Аля слушала молча, не перебивала и не спорила. Муж был во всем прав и молчал только об одном — потому, что вовсе об этом не думал. А вот Аля думала много и всегда приходила к одному и тому же: ее там никто не ждет. Она не Барышников и не Бродский. Да, прекрасная актриса, да, достойная и каннской лестницы, и даже «Оскара», но потеснятся ли Элизабет Тейлор и Джейн Фонда в угоду амбициям советской актрисы, неизвестной в их далеком Голливуде?
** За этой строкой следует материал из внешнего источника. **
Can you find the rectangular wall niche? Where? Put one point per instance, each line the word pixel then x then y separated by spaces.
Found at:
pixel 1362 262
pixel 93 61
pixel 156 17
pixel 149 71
К тому же из всех теплых и некогда сильных чувств к художнику остались только благодарность за именитого свекра и штамп в паспорте. Теперь же этот штамп грозил снова обернуться проблемой, и проблемой не менее серьезной, чем первый брак. Аля смотрела в горевшие лихорадочным огнем глаза мужа, слушала пламенные речи и понимала: перед ней типичный невозвращенец. Было чего испугаться.

Она не стала закатывать истерик и гневно интересоваться своим будущим и будущим своего ребенка. Зачем? До какой степени одержимого идеей мужчину может волновать судьба почти чужой женщины и совсем чужого ребенка? Спросила только:

— Как же твой папа? О нем подумай.

— А что папа? — В голосе — вызов и возмущение. — Папа уже не мальчик. А на безбедную старость он заработал, уж поверь мне.

— При чем тут богатая старость или бедная? Его же исключат из Союза. Это же позор несмываемый. Он не переживет.

— Подумаешь, исключат! Да он плевать хотел на этот Союз. Слышала бы ты, как он отзывается за глаза обо всех его членах.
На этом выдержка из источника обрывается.